Search code examples
pythonnlpstanford-nlp

What's the difference between the new StanfordNLP native Python package and the python wrapper to Core-NLP?


Can anyone shed some light on the difference between the neural pipeline used in the new native Python StanfordNLP package: https://stanfordnlp.github.io/stanfordnlp/

and the python wrapper to the Java coreNLP package https://stanfordnlp.github.io/CoreNLP/?

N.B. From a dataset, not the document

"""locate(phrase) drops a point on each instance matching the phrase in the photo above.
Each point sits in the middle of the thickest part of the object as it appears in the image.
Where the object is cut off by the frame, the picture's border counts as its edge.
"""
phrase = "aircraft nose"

Are these two different implementations? I saw that the StanfordNLP package has native neural implementations but also had a wrapper to the CoreNLP package and was wondering why you would need this wrapper if everything was migrated to python anyway?


Solution

  • The two systems are completely distinct. The Python-native neural pipeline roughly corresponds to Universal Dependency Parsing from Scratch, with the Tensorflow parser used there reproduced in PyTorch. It provides a fully neural pipeline for many languages from sentence splitting through dependency parsing, exploiting UD resources, but doesn't (at present) support other things such as NER, coreference, relation extraction, open IE, and hand-written pattern matching, and is only trained on UD resources. CoreNLP, which you can use through this or other Python wrappers, does provide all of these other components for a handful of languages, and some models, including English, are trained on much more data. It has the advantages and disadvantages of many pre-neural components (fast tokenizer! purely heuristic sentence-splitting). Most likely, if you're working with formal English text, you'll currently still do better with CoreNLP. In a bunch of other circumstances, you'll do better with the Python stanfordnlp.